Following scenario has happened twice with different RAID controllers. One was LSI MegaRAID running RAID5, the second was HP Smart Array E200i running RAID1. At first server works smoothly for few years. Then people start complaining about performance. Then it turns out its not just "application problem" because simple disk operations (like ls on a directory with 20-30 files) can take up to 5 seconds. Here is what vmstat reports during a heavy workload:
procs -----------memory------------ ---swap-- -----io---- -system-- ----cpu-----
r b swpd free buff cache si so bi bo in cs us sy id wa
1 8 8944 126004 20 1597500 0 0 1666 5935 282 833 10 3 0 86
1 16 8944 122276 20 1599636 0 0 612 6300 314 615 10 3 0 87
1 12 8944 123740 20 1599332 0 0 811 5103 188 794 2 2 0 96
0 19 8944 121916 20 1600808 0 0 150 7299 163 858 1 1 0 97
0 16 8944 239244 20 1612256 0 0 647 2522 156 798 0 1 0 99
0 6 8944 215308 20 1643712 0 0 3030 3060 201 956 33 5 0 62
1 13 8944 186352 20 1672540 0 0 143 6173 166 931 14 8 0 78
8 2 8944 137368 20 1710432 0 0 111 6425 171 833 48 4 0 48
1 11 8944 122500 20 1725892 0 0 306 5222 153 746 69 4 0 27
24 13 8944 128444 20 1729680 0 0 380 5210 170 4484 16 6 8 70
0 4 8944 124956 20 1731228 0 0 389 4933 272 761 4 2 0 93
0 6 8944 123004 20 1735780 0 0 15 7856 209 682 1 2 7 90
So the server is withdrawn from production usage and tested with bonnie++ and monitored with vmstat which gives pretty much the same results. So it would seem that the disks are faulty. However when querying RAID controller it appears that both logical drive and physical disks are ok. Also kernel logs do not contain any message that can suggest a problem with disk operations.
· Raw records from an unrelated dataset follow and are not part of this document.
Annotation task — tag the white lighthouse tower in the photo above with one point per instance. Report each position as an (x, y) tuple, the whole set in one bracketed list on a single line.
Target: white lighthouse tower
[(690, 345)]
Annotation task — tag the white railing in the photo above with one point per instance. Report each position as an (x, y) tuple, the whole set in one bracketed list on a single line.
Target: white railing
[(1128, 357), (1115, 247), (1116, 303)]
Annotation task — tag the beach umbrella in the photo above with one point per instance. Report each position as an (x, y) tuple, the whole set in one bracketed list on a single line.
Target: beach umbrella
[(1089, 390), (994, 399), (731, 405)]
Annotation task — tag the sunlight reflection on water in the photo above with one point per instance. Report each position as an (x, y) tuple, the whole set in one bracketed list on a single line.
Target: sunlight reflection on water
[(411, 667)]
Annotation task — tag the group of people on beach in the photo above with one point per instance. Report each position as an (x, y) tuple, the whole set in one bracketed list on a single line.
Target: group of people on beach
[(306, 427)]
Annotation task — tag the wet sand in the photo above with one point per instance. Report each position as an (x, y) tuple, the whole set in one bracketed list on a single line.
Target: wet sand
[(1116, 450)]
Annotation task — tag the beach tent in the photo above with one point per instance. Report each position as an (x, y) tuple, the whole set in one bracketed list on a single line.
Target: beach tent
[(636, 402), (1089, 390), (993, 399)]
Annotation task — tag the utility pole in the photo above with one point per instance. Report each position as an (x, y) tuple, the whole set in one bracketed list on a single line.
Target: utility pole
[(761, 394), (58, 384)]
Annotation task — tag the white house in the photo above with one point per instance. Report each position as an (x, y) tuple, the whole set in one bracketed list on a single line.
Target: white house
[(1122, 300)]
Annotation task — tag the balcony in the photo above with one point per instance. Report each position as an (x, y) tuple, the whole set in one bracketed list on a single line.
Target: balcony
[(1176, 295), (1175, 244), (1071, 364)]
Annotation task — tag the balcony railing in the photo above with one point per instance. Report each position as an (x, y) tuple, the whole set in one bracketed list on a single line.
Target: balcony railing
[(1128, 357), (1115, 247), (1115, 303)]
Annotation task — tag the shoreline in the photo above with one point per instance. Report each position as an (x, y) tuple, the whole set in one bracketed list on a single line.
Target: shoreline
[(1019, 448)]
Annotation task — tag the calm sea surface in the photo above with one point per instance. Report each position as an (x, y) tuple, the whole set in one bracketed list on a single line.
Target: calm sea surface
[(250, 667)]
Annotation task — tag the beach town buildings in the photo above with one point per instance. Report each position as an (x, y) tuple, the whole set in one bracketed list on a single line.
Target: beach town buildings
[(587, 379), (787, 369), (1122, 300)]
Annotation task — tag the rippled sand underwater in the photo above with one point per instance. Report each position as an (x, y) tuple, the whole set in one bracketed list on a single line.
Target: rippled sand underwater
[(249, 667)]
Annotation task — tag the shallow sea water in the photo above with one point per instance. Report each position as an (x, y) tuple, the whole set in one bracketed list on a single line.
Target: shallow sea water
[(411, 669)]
So my question is: how do I debug further this problem? Do i have to replace controller/disks and simply see after which replacement situation got better? Or perhaps some command can be executed and its results studied to pinpoint exact location of the problem?
Best Answer
can it be that write-cache was turned off? maybe battery has died and it switched from write-back to write-through?
some cheap hardware raids without battery and with cache by default enable the cache just for reads - can it be that you set it to use write-cache too and the controller 'lost' the settings?
besides - maybe one of the drives is faulty? try looking at raid logs [MegaCli command line tool should help].